In many ways, for my mom and I, the shortening of this metaphorical distance has had far more impact on our relationship than the lengthening of any physical one. Perhaps an odd theory, but we’ve proven it.
When I moved away from my home in Spokane to attend college three hours away in Missoula, those three hours made home seem a lifetime away. How could I live so far from home?
Immediately, as all college students do, I learned that the clothes fairy does not bring clean clothes after all, and that you actually cannot microwave tinfoil without at least a mini-fire (something very much frowned upon by my RA, I discovered).
I called my mom five times a day. I was nervous. Everything was new and I needed the familiar. I needed her to hold my hand through the phone. Which she did. Five times a day.
Soon though, college wasn’t so scary. I made friends just like she said I would. I went to classes just like she said I should. And life fell together in the effortless way that I think it only can when you’re 18.
Our phone calls neither stopped nor lessened. But now I wasn’t calling because I was afraid or homesick. Suddenly, I was calling her to tell her about my classes and my friends. Suddenly, we were laughing together as I regaled stories of dormitory-incidentals and co-ed confusion. Talking to my mom felt no different that gossiping in the hall bathroom with the other girls that lived on my floor.
Four years later as I graduated I came to realize that the calls to my mom had actually increased over the years and although I lived three hours away, I didn’t feel so far away. In fact, I felt perhaps as close to home as I had when I lived there.
And suddenly, I found myself with a job across the country in Boston and that short, three-hour drive to Missoula began to look like a skip down the street.

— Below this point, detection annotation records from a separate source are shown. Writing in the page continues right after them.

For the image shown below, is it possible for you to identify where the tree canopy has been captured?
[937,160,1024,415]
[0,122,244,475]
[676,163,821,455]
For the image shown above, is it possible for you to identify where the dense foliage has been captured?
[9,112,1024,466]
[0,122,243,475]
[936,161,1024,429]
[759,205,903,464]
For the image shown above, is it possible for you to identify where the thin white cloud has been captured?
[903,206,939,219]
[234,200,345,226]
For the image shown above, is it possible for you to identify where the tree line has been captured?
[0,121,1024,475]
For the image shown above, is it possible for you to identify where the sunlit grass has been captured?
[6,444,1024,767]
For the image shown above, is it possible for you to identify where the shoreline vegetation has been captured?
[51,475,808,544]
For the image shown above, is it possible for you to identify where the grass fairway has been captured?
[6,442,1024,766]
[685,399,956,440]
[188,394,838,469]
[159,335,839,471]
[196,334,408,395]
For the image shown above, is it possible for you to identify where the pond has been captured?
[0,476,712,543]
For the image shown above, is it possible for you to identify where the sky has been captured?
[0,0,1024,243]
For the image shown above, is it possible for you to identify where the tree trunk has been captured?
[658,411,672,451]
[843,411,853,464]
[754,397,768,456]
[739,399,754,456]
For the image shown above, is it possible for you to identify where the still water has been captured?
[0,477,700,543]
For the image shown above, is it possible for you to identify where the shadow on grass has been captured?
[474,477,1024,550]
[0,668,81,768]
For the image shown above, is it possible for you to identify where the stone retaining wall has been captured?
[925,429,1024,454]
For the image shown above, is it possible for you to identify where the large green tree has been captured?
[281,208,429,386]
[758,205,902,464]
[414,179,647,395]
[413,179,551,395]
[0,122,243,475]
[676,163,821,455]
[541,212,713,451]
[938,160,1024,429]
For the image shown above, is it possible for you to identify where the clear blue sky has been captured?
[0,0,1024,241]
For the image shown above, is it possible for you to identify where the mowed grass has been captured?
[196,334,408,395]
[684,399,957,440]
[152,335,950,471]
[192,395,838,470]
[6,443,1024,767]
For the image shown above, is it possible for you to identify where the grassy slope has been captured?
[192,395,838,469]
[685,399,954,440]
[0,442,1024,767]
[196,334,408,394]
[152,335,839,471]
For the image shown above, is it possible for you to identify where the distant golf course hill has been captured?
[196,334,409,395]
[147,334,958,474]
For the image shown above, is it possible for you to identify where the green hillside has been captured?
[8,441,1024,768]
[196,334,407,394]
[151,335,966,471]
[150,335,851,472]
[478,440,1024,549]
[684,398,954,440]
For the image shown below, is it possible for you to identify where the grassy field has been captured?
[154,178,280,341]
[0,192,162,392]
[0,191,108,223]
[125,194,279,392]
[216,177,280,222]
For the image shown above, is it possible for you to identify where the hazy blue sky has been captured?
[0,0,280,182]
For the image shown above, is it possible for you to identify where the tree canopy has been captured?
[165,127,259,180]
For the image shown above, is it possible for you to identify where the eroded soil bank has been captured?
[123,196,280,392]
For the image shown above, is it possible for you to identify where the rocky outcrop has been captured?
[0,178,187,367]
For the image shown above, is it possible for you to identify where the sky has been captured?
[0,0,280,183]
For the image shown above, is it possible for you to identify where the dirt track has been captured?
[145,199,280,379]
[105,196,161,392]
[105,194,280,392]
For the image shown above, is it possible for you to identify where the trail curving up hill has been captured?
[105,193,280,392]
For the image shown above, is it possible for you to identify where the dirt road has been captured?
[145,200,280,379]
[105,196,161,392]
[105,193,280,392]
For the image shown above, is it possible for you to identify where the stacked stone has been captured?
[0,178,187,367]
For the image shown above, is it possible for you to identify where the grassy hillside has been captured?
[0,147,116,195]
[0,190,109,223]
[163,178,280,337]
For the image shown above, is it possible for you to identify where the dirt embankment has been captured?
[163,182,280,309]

For the second time in my life, I was nervous about leaving home. But it was time to grow up. It was time to try something new and soak up everything that was offered to me.
I just moved to Boston. And I’m still a little nervous. Everything is new. But now, I have found an appreciation for the unfamiliar. Everything is an adventure and
everything is unknown.
I call my mom five times a day. I regale stories of getting lost walking to the market and the difficulties of sitting still at a desk for an eight-hour shift. I call her from my cubical as I eat lunch and we chat as I walk along the cobblestone paths that I am following toward my future.
In the most basic sense, I couldn’t be any further from my home and from my family. I couldn’t be, physically, any further from my mom.
But in the best way, I know that I couldn’t be any closer to her. And that is something that can’t and won’t change, no matter the distance.